From the Better Homes & Gardens “Anyone Can Cook” cookbook gifted to me by the Olive Family.
Ingredients
8 oz. ground beef, ground pork, ground chicken or ground turkey
1/2 cup chopped onion (1 medium)
1 15-oz. can light red kidney beans, black beans, or pinto beans, rinsed and drained
1 11-oz. can condensed nacho cheese soup
1/3 cup bottled salsa
8 tostada shells
1 cup shredded taco cheese (4 oz.)
Shredded lettuce
Chopped or wedged tomatoes
Dairy sour cream or refrigerated avocado dip (guacamole) (optional)
Cooking Instructions
In a 10-inch skillet, cook ground meat and onion until meat is brown and onion is tender. Drain fat; discard. Stir beans, soup and salsa into beef mixture. Heat through.
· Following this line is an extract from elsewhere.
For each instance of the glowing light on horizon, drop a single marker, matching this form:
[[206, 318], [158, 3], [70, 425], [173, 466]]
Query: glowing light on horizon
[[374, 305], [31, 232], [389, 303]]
Divide meat-bean mixture among tostada shells. Top with cheese, lettuce and tomatoes. If desired, serve with sour cream or avocado dip.
Makes 4 servings.
Nutritional Information
Per serving: 576 cal., 33 g total fat (15g sat. fat), 81 mg cholesterol, 1,277 mg sodium, 42g carbo., 11g fiber, 26 g protein
Our thoughts
We like that it’s high in protein. The beans up the protein factor!
Can also be made into skillet tacos – Prepare as above, except omit tostada shells. Warm 8 corn taco shells according to package directions. Divide meat-bean mixture among taco shells.
I love that it is a one-skillet dish; makes clean-up much easier!